Sayın Cumhurbaşkanım! Yemininizi edip vazifenize bugün
itibariyle resmen başladınız ve kabinenizi de intihap eylediniz. Başarılar ve
kolaylıklar dilerim, sizlere ve kabinenize. Tabi bu meyanda, naçizane Aliya
İzzetbegoviç’in meşhur bir sözünü de burada hatırlatmak istiyorum. Diyorlar ki
Bilge Kral: ‘’İktidara gelirseniz, hal ve hareketlerinize dikkat edin. Kibirli
olmayın, kendini beğenmişlik etmeyin. Size ait olmayan şeyleri almayın,
güçsüzlere yardım edin ve ahlak kurallarına uyun. Unutmayın ki; sonsuz iktidar
yoktur. Her iktidar geçicidir ve herkes, er veya geç, önce milletin ve nihayet
Allah'ın önünde hesap verecektir.’’ Ne kadar da fani bir insanın sözü olsa da,
haddizatında kutsal yasalarla da çelişmeyen bir sözdür bu, inşaAllah sizlerde,
birlikte çalışacağınız ekip arkadaşlarınız da, kutsal yasalarla uyum içinde
olan ve büyük insanlık umdeleriyle de tenakuz arz etmeyen hatta ve hatta bir
toplumun birlik ve beraberliğinin çimentosu bile olabilme mahiyetine haiz olan mezkûr
ilkeler (ki, haddizatında tek tek her ferdi dahi bağlayan ve ihata eden
insanlık umdeleridir bu umdeler) çerçevesinde vazifelerinizi bihakkın ifa
edersiniz. O zamanda tarihin ve insanlığın huzurunda ve en önemlisi şanı yüce
Allah’ın huzurunda verecek tek bir hesabınız olmaz. Ki, iktidar olup olmamak
değildir önemli olan, nasıl bir iktidar olduğunuzdur. Zira uygulamalardır
insanın kim olduğunu ortaya koyan. Yoksa insan hiçbir harekete yönelmedikten
sonra, o insanın nasıllığı konusunda hiçbir fikir edinemezsiniz. Çünkü insanı
var eden şey, harekettir. Hareket etmeyen insanın varlığını ortaya koyabilmesi,
ben buradayım ve varım diyebilmesi muhal ender muhaldir. Hülasa; insan, tabir
caizse eylemidir ve eylemidir ki, insanı insan yapar ve insanın nasıllığını
ortaya çıkarır. Bu durum toplumlar içinde, toplum bünyesinde ki kurumsal
yapılar içinde ve dahi politik yapılanmalar içinde aynen geçerlidir. Hatta ve hatta
böyle bir durumda sahiplendiğimiz ya da kendisiyle tanımlandığımız kimliklerimiz
bile bir anlamda sarf-ı nazar eylenir. Zira insanlar uygulamalarıyla
değerlendirilirler, kimlikleriyle değil. Yanlış işleyen bir çarkı, o çarkın
tavsif edildiği kimlik temize çıkaramaz. Keza yanlış yapan bir insanı da
kimliği temize çıkaramaz. Çünkü hiçbir insançocuğu çıkıp demez ki, bu insanın
kimliği şudur, öyleyse yanlışı yok sayılabilir, bu kabil-i mümkün değildir.

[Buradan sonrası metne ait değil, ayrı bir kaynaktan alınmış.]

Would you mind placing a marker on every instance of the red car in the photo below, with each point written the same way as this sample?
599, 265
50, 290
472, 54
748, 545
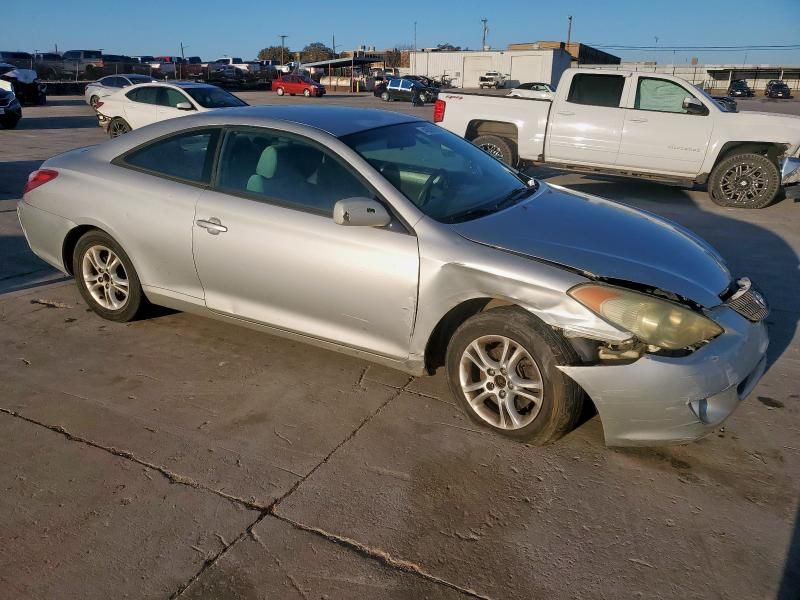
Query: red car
297, 84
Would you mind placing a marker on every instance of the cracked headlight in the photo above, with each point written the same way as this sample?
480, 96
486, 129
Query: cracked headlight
655, 321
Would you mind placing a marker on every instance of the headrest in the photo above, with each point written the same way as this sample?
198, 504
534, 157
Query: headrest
268, 163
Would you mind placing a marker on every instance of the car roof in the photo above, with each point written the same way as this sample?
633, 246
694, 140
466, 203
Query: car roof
338, 121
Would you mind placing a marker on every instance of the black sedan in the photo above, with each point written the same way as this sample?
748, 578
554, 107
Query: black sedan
10, 109
739, 88
777, 89
405, 89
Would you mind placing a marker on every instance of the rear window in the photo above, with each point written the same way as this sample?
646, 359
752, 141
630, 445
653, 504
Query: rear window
596, 90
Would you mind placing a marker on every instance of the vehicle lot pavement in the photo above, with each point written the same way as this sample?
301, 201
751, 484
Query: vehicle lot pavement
178, 456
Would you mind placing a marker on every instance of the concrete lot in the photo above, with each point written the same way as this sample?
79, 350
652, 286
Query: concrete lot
181, 457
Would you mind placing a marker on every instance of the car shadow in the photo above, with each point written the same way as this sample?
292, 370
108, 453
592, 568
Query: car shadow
78, 122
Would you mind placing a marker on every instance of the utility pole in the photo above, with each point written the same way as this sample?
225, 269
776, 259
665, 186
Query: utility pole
569, 31
283, 39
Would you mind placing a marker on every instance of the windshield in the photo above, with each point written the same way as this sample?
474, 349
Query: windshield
212, 97
445, 176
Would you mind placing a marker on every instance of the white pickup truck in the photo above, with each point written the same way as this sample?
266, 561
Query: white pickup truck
637, 125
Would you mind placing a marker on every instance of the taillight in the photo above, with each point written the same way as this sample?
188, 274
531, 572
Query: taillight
438, 111
38, 178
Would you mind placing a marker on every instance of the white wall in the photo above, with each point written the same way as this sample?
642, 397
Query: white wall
464, 68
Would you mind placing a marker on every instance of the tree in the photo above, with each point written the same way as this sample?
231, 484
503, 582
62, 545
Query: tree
316, 51
274, 53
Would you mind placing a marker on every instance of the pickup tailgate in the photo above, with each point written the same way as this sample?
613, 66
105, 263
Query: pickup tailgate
523, 121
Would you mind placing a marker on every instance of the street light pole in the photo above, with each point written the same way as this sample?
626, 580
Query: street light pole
283, 38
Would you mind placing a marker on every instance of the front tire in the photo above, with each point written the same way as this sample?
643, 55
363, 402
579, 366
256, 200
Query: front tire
118, 127
501, 148
106, 278
744, 180
502, 367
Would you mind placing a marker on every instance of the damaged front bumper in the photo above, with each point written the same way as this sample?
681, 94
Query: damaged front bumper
663, 400
790, 171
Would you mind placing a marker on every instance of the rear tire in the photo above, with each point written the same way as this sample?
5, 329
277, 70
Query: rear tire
744, 180
106, 278
501, 148
528, 398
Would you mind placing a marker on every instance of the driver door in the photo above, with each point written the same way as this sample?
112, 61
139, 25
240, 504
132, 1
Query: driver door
275, 255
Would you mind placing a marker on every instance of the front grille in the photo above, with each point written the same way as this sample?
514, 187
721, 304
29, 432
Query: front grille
749, 302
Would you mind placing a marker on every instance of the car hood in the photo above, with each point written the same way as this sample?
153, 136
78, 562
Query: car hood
606, 240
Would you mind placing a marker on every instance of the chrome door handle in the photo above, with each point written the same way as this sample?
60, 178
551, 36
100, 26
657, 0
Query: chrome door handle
213, 225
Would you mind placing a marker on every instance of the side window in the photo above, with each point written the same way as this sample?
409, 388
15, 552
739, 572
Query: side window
146, 95
285, 169
596, 90
170, 97
187, 156
660, 95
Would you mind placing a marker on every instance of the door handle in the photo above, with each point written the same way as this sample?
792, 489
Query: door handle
213, 225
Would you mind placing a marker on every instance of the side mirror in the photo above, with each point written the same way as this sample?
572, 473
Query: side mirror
360, 212
693, 106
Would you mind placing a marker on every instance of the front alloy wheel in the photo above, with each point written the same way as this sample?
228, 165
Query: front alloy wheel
501, 381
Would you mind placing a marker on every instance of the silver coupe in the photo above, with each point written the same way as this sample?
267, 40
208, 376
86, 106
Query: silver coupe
386, 237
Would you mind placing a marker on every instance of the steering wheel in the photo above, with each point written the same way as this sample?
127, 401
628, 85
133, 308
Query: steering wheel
425, 193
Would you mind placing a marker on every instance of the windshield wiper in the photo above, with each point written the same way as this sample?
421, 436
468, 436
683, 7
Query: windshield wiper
509, 199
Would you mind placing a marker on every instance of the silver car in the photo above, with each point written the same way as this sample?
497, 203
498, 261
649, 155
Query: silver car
105, 86
386, 237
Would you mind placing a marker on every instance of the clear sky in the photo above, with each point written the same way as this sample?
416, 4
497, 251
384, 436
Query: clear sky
212, 28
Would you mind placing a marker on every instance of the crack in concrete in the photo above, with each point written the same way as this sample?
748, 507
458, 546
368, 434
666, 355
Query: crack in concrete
380, 556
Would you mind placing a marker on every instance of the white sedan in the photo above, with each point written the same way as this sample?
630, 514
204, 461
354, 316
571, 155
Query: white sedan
148, 103
105, 86
539, 91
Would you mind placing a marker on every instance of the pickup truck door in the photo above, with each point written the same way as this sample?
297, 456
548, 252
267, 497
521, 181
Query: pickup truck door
585, 128
659, 134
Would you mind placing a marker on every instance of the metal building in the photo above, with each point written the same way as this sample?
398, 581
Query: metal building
465, 67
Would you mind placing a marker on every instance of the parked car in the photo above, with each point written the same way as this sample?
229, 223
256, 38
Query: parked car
49, 65
538, 91
643, 125
147, 103
739, 88
24, 83
297, 84
493, 79
105, 86
10, 108
777, 89
531, 297
405, 90
83, 63
23, 60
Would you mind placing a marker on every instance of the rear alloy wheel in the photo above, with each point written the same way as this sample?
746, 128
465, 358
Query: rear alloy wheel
501, 148
106, 278
744, 181
118, 127
502, 367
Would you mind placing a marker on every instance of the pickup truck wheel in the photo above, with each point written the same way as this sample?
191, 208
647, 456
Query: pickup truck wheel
744, 181
502, 367
501, 148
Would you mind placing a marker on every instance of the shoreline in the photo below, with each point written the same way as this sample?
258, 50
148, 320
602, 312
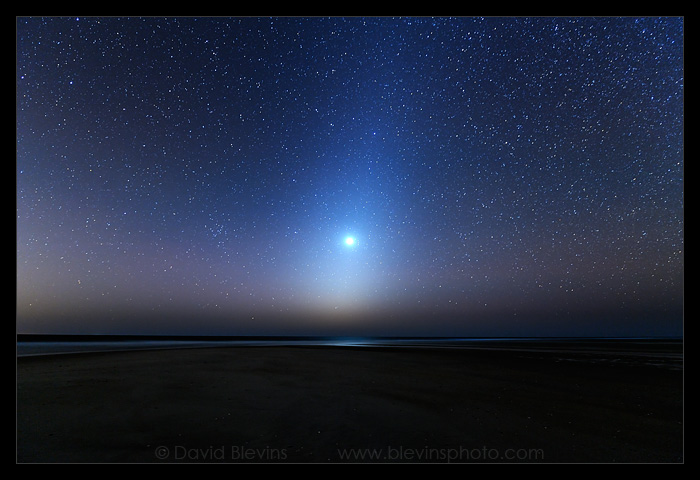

Bilakis yanlış olan her eylem, o eylemi ortaya koyana zarar vermekle birlikte, o
insanın kimliğini de tahrip edici bir etkiye sahiptir. İşbu sebeple, bin
düşünüp bir karar vermeniz gerekecektir her uygulamalarınızda. Zira her şeyden
en başta zat-ı aliniz, daha sonra da kabineniz, nihayet teşkilat-lar-ınız
sorumlu olacak olanlarsınız. En alttaki tayin edilmiş insanların bile
eylemlerinden, uygulamalarından sorumlu olacaksınız yeri geldiğinde. Çünkü bu
insanlar sizlere ve teşkilatınıza istinat ederek muhtelif uygulamalar da
bulunacaklardır. Ve bu uygulamalar, iyiyse de sizin hanenize, kötüyse de sizin
hanenize yazılacaktır ve sizler sorumlu tutulacaksınızdır. Bu hal eşyanın
tabiatına göre böyledir, hep böyle olagelmiştir, bademada böyle olagidecektir. Binaenaleyh,
bizler bu dünyada bulunan ama bu dünyaya ait olmayan insanlarız ve birgün her
hareketimizden ve yaptığımız her şeyden dolayı tarih, insanlık ve Allah
huzurunda hesap vereceğiz. Öyleyse eylemlerimizde olabildiğince hassas ve titiz
olmak mecburiyetindeyiz. Bendeniz böyleyim, böyle kabul ediniz Sayın
Cumhurbaşkanım. Beynimden ve yüreğimden spontane süzülüp gelen düşüncelerimi ve
duygularımı irticalen dile getiriyorum. Bendeniz başka şekilde olamam.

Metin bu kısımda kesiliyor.